Regular exercise is important to a healthy heart as it:
- Strengthens the Heart
- Helps Maintain a Healthy Weight
- Reduces Stress
- Boosts Mood and Self Esteem
- Lower Blood Pressure
Promotes Good Sleep* Meditative exercise like yoga can help you fall asleep faster and stay asleep throughout the night. However, cardio and strength training done within 3-4 hours prior to bedtime can hinder sleep patterns and restful sleep.
So what type of exercise is best for reducing your risk for heart disease? The answer is anything that safely gets your body moving and your heart rate up! By safe, it is important to consider joint impact in relation to age and past or current injuries and as well as current condition of your heart and the intensity and duration of the exercise your taking on.
It’s important to note that if you are new to fitness, it may be helpful to consult a fitness professional to guide you to a program that works for you and your body.
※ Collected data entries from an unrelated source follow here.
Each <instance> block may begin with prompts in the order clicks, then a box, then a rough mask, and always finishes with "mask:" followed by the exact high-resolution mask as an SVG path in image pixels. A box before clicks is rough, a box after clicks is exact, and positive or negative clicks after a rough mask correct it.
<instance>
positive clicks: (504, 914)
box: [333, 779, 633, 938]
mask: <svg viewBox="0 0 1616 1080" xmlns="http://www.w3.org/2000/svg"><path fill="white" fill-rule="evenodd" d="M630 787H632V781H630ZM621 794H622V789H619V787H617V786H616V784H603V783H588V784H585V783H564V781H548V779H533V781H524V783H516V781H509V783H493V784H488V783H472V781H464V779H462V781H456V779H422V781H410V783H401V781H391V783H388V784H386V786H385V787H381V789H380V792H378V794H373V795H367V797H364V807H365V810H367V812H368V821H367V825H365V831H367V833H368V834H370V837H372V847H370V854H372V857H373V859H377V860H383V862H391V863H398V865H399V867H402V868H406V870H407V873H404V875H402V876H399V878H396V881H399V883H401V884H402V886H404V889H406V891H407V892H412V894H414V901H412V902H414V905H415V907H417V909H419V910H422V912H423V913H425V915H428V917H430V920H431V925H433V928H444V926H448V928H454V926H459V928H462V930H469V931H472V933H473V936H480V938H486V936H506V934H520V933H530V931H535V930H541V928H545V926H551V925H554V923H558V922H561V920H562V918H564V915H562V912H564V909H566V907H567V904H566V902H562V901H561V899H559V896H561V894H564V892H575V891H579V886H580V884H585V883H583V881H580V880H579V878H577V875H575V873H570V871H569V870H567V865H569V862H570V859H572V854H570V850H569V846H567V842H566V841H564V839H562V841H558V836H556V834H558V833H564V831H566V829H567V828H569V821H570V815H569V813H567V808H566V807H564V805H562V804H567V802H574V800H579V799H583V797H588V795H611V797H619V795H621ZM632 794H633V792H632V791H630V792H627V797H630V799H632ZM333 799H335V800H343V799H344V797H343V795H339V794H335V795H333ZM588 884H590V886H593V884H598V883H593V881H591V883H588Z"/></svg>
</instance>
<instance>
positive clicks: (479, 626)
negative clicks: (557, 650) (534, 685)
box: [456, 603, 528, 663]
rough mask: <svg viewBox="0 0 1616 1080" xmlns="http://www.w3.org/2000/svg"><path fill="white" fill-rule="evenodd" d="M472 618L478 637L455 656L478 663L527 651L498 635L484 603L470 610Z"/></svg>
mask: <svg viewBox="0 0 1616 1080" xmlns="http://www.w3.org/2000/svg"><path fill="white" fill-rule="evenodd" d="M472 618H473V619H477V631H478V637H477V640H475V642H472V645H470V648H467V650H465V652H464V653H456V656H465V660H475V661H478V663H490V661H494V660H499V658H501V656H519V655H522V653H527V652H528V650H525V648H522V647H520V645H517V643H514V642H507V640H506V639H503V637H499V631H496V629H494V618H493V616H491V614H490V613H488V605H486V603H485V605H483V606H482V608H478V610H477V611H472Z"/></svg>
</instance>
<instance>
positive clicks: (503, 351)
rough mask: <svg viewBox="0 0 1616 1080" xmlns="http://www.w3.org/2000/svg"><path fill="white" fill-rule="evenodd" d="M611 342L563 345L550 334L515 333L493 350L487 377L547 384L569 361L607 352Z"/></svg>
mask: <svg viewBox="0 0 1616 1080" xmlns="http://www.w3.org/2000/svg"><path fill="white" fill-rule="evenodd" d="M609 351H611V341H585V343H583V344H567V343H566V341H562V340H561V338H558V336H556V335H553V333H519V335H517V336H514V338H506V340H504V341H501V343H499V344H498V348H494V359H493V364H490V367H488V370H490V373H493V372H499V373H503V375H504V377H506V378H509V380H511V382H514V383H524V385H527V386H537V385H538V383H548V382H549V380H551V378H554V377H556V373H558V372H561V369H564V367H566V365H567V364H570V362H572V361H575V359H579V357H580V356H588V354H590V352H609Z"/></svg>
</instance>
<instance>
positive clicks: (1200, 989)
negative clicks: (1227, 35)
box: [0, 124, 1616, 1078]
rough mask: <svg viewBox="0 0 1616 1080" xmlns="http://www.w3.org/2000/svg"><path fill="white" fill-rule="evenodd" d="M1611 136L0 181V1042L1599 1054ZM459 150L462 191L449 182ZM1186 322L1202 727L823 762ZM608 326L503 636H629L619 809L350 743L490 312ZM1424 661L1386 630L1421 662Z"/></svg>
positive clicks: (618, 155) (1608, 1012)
Moreover, if you currently have heart related health issues or a family history of heart disease, please consult your doctor before beginning a new exercise regime.
However, if you are overall healthy and ready to begin a new workout or add a workout of focus that will address factors that impact cardiovascular or heart disease, the two best options are moderate intensity cardio or aerobic activity, stress reducing exercise or both! Moderate intensity exercise such as brisk walking or biking increases blood flow to the heart and strengths the heart muscle. With a sensible diet, cardio exercise can help maintain a healthy weight. Thirty minutes most days of the week is a safe program for most adults and can additionally help reduce insulin resistance and non-insulin-dependent diabetes, which appears to be an even stronger risk factor for cardiovascular disease in women than in men. Diabetes is linked to an increase in cardiovascular disease risk among women more so than among men. Approximately half of all deaths in patients with non-insulin dependent diabetes are due to heart disease.
Moreover, stress reducing exercise like yoga or Thai Chi can boost your mood and lower blood pressure. Poorly controlled stress may have an adverse effect on blood lipids. An attitude of hostility has been powerfully linked with a higher incidence of cardiac events, and cynical distrust has been associated with accelerated progression of carotid artery disease. Relaxation methods (meditation, breathing exercises), yoga, and stress management techniques are essential for preventing cardiovascular disease recurrent cardiac problems. Meditation improves exercise tolerance and decreases electrical changes associated with poor circulation to the heart. Meditation has also been shown to lower cholesterol and reverse carotid artery thickening. Also consider acupuncture, which has been shown to help relax the myocardium and improve circulation. Fifteen minutes of restorative yoga or similar exercise done 30-60 minutes before bed can help you fall asleep faster and stay asleep longer with less intermittent waking up. We all know the benefits of sufficient and restful sleep impact more than just heart disease.
So whether you are adding yoga to your current workout routine or beginning a walking program, “Put Your Heart Into It” and know that you are taking personal action reduce and prevent the your number one threat- Heart Disease!